Who will not remember the last words of Kingsley's Hereward the Wake, when they are quoted?

"Let us send over to Normandy for a fair white stone of Caen, and let us carve a tomb worthy of thy grand-parents."

"And what shall we write thereon?"

"What but that which is there already? 'Here lies the last of the English.'"

"Not so. We will write, 'Here lies the last of the old English.' But upon thy tomb, when thy time comes, the monks of Crowland shall write, 'Here lies the first of the new English; who, by the inspiration of God, began to drain the Fens.'"

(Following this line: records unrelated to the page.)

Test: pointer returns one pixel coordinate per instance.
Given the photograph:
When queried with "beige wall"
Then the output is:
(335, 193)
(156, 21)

Here is absolute truth of sentiment, and to say this is by no means to deny sympathetic appreciation of the dogged resistance offered by the Fenmen of many generations to those who rescued the Fens from the condition of a watery wilderness. Of course the Fenmen hated the very idea of the subjugation of the Marshland. Their feeling towards those who began the long and arduous work differed only in degree from that with which the savage inhabitants of a new country—new to us, that is to say—regard the advance of civilization. They were not savages, but they were hard men and hardy, for only the fittest survived the agues and the fevers, accustomed to a free out-door life, having its pleasures no less than its trials. Let me quote Kingsley:—

"Overhead the arch of heaven spread more ample than elsewhere, as over the open sea; and that vastness gave, and still gives, such cloudlands, such sunrises, such sunsets, as can be seen nowhere else within these isles. They might well have been star worshippers, those Gervii, had their sky been clear as that of the East; but they were like to have worshipped the clouds rather than the stars, according to the too universal law, that mankind worship the powers which do them harm, rather than the powers which do them good. Their priestly teachers, too, had darkened still further their notion of the world around, as accursed by sin and swarming with evil spirits. The gods and fairies of their old mythology had been transformed by the Church into fiends, alluring or loathsome, but all alike destructive to man, against whom the soldier of God, the celibate monk, fought day and night with relics, Agnus Dei, and sign of Holy Cross. And therefore the Danelagh men, who feared not mortal sword or axe, feared witches, ghosts, Pucks, Wills-o'-the-Wisp, Werewolves, spirits of the wells and the trees, and all dark, capricious and harmful beings whom their fancy called up out of the wild, wet, and unwholesome marshes, or the dark, wolf-haunted woods. For that fair land, like all things on earth, had its dark aspect. The foul exhalations of the autumn called up fever and ague, crippling and enervating, and tempting, almost compelling, to that wild and desperate drinking which was the Scandinavian's special sin. Dark and sad were those short autumn days, when all the distances were shut off, and the air reeked with foul brown fog and drenching rains from the eastern sea; and pleasant the bursting forth of the keen north-east wind, with all its whirling snowstorms. For though it sent men hurrying into the storm, to drive the cattle in from the fen, and lift the sheep out of the snow-wreaths, and now and then never to return, lost in mist and mire, in ice and snow; yet all knew that after the snow would come the keen frost and bright sun and cloudless blue sky, and the Fenman's yearly holiday, when, work being impossible, all gave themselves up to play, and swarmed upon the ice on skates and sledges, to run races, township against township, or visit old friends forty miles away; and met everywhere faces as bright and ruddy as their own, cheered by the keen wind of that dry and bracing frost."